# Just for fun !



## Dlog Renim (Jul 25, 2012)

Hi all..

This morning i woke up with the idea of prospecting ! Never done that.. no tool or equipment.. don't even know where to look ? So went Youtubing a little. Listen to old timer for hint to were to dig what to look for...

Took a mini shovel, a butter container, my shoes and went climbing the bigger mountain near my place !

Half way up i found a little water fall with a little water spot at the bottom .. so took the shovel and brought back some sand and little rock at home..

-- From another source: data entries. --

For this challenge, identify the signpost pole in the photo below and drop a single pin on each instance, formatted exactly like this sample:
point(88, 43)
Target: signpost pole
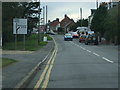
point(15, 41)
point(24, 42)
point(16, 38)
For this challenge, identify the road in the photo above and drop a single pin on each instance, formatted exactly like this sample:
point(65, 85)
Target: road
point(76, 65)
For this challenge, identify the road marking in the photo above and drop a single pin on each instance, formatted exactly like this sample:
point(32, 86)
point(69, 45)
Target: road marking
point(45, 83)
point(96, 54)
point(88, 51)
point(47, 70)
point(107, 60)
point(43, 73)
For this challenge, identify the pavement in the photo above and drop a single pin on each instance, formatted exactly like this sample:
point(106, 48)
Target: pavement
point(18, 75)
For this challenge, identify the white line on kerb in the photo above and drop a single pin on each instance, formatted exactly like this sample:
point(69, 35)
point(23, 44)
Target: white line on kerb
point(96, 54)
point(107, 60)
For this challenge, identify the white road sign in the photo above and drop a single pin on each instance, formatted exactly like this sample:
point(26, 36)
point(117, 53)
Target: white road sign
point(19, 26)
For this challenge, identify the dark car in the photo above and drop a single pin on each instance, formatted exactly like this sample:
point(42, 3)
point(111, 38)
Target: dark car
point(68, 36)
point(91, 39)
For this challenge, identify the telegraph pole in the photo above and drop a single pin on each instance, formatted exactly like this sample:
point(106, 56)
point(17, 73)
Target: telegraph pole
point(81, 15)
point(43, 15)
point(97, 4)
point(39, 24)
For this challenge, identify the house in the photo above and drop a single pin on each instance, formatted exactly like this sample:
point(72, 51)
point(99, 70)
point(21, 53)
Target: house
point(54, 25)
point(66, 23)
point(111, 4)
point(42, 28)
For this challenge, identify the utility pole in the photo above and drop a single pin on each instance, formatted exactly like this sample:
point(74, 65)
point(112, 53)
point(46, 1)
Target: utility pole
point(39, 24)
point(81, 15)
point(43, 15)
point(97, 4)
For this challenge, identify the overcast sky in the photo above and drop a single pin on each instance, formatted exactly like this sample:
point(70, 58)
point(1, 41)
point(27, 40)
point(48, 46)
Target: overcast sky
point(72, 9)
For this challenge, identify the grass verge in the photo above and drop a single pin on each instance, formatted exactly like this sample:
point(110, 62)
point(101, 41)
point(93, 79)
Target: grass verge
point(7, 61)
point(31, 43)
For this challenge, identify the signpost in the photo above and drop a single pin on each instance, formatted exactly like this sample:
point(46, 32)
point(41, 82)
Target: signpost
point(19, 27)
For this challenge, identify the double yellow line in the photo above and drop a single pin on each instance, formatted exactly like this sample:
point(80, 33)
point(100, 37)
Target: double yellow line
point(47, 71)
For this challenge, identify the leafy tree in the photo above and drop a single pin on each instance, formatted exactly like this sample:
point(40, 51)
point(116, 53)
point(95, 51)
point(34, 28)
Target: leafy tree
point(111, 25)
point(99, 18)
point(78, 24)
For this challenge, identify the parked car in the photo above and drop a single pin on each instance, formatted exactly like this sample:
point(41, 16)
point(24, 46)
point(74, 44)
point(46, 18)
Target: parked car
point(75, 35)
point(68, 36)
point(91, 39)
point(82, 38)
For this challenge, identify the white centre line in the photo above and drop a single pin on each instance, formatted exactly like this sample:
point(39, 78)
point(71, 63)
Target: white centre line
point(107, 60)
point(96, 54)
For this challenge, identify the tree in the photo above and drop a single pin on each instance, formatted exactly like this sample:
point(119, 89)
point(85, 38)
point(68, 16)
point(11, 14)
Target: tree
point(111, 25)
point(78, 24)
point(99, 19)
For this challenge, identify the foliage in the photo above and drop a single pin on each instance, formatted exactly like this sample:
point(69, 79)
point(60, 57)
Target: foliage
point(111, 25)
point(99, 19)
point(60, 30)
point(78, 24)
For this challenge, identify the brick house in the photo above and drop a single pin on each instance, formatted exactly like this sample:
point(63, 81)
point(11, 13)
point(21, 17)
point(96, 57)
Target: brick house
point(54, 25)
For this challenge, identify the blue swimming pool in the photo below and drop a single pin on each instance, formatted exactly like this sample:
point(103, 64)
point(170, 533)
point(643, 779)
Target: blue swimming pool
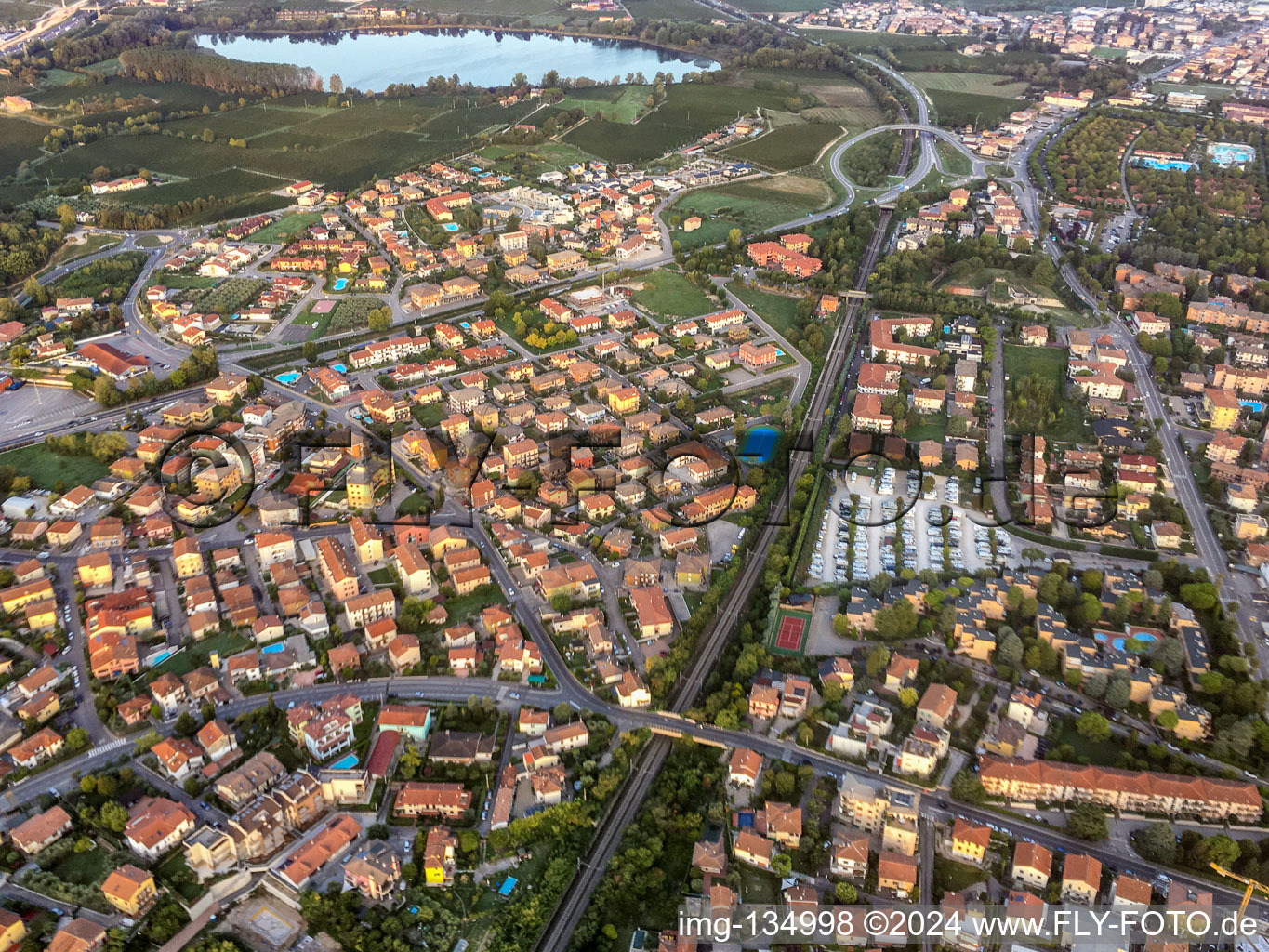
point(1165, 164)
point(1143, 639)
point(759, 443)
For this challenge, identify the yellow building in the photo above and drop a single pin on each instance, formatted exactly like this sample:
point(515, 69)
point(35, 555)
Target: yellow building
point(1221, 407)
point(129, 889)
point(94, 570)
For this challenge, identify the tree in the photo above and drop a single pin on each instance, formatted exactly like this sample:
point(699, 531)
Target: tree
point(879, 584)
point(185, 726)
point(1092, 726)
point(1009, 650)
point(113, 816)
point(879, 659)
point(1088, 822)
point(1157, 843)
point(967, 787)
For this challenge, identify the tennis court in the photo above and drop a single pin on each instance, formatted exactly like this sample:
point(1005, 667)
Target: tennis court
point(791, 631)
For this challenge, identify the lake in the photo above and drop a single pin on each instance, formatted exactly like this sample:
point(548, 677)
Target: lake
point(371, 61)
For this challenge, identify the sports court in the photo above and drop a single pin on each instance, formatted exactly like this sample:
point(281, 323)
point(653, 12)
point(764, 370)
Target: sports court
point(791, 628)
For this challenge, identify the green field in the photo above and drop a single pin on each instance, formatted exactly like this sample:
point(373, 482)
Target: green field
point(969, 83)
point(671, 295)
point(859, 38)
point(17, 11)
point(1210, 89)
point(688, 112)
point(787, 148)
point(1051, 364)
point(777, 310)
point(46, 468)
point(969, 108)
point(89, 246)
point(617, 103)
point(20, 141)
point(949, 59)
point(751, 205)
point(287, 228)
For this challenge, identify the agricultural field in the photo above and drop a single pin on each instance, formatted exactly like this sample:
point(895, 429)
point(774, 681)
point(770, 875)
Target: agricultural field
point(688, 112)
point(951, 59)
point(287, 228)
point(981, 84)
point(20, 141)
point(671, 295)
point(969, 108)
point(1210, 89)
point(617, 103)
point(787, 148)
point(751, 205)
point(20, 10)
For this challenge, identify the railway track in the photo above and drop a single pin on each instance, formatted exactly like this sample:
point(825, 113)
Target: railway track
point(573, 906)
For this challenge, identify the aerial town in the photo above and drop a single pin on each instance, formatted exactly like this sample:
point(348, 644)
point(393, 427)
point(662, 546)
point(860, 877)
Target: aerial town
point(585, 471)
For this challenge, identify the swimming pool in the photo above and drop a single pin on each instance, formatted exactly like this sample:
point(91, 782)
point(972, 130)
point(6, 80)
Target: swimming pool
point(1165, 164)
point(759, 443)
point(1144, 639)
point(1230, 152)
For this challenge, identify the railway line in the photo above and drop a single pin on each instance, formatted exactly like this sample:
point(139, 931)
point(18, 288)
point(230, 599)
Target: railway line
point(576, 899)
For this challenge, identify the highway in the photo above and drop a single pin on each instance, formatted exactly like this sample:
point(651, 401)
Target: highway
point(573, 906)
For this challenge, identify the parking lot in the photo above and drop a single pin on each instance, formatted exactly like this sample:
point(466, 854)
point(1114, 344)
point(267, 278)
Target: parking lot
point(855, 542)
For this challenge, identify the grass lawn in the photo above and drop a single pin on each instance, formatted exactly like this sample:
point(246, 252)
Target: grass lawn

Hummm now how do i recover that ? Youtubing again and saw those kind of bowl you shake.. i gave a try with a plate.. nah not for me..

But i got that video.. i liked the idea.. why work when it could be done free by something else ?

I don't know the name of that.. i dint patent it.. i copy it from youtube.. well the idea..

So took me about 30min to set up.. 0$ spend.. i have no clue of what i am doing.. no physic was study .. but it seem to work.. i tried to make a video.. but my 100$ camera wont get good or clean image 

So here some picture.. ( sorry for the mess glue.. i dint have the good stuff.. did what i could with what i have..) i don't know if i will elaborate or try to build a other since.. i am not a good prospector yet LOL . I will try to video tomorrow 

it is a slide show.. 

It is working (well to me) very well !!! (better than me with the pan haha)

I had no ''gold nugget'' to test out.. so i took 5 little round pellet, 3 piece of chain, 1 piece of jewel .. i mix them up with the sand.. and at the the end.. i had the jewel one, 2 of the piece of chain.. 4 of round pellet ... not bad ???

http://s387.photobucket.com/albums/oo312/ckielcave/Sluice/?albumview=slideshow


----------



## Geo (Jul 25, 2012)

you have re-invented the rocker box. :lol: very nicely done, and by someone with no knowledge about what they were expecting. id say it was a great success. i would like to see you try it on some gold bearing material.


----------



## Dlog Renim (Jul 26, 2012)

Tomorrow i will give a try on the sand i brought back.. who know ! and i will try to make a video from my poor camera.

what else could i try that weight as same as gold ?


----------



## Geo (Jul 26, 2012)

use the pellets from a shotgun shell. get a couple if different gauge shells like #8 shot and #3 shot. count out ten shot of each and hit each with a hammer to make a flat spot so that they wont be perfectly round. add these to your mix and run it again. if it traps the shot, you will succeed in trapping gold. if the shot is lost, it will not work for gold.


----------



## Dlog Renim (Jul 26, 2012)

Ok this one cool enough..

I took my time and result is way over my taught !

Starting test pieces







In action

[youtube]http://www.youtube.com/watch?v=QQf-XgXljlI[/youtube]

After the little bucket when through 











Result !






What you think ? only lost one pieces !


----------



## Palladium (Jul 26, 2012)

I like your ambition, but is that lamp on the side of the tub plugged into a GFI outlet?


----------



## jimdoc (Jul 26, 2012)

It would have been better to continue this in the first post to make it easier on everybody.

Jim


----------



## Dlog Renim (Jul 26, 2012)

Sorry i had open a other post.. dint think about that

GFI outlet is used yes on a extension with the same safety


----------



## jimdoc (Jul 26, 2012)

Dlog Renim said:


> Sorry i had open a other post.. dint think about that



A moderator can combine them if they want to. It just keeps all the previous information with the newer, plus keeps the forum cleaner.

Thanks Jim


----------



## Dlog Renim (Jul 26, 2012)

correct.. if a moderator pass by and could maybe move this thread with the first one and by the same way delete this one..

would be appreciate 

tank you

Done!

Harold


----------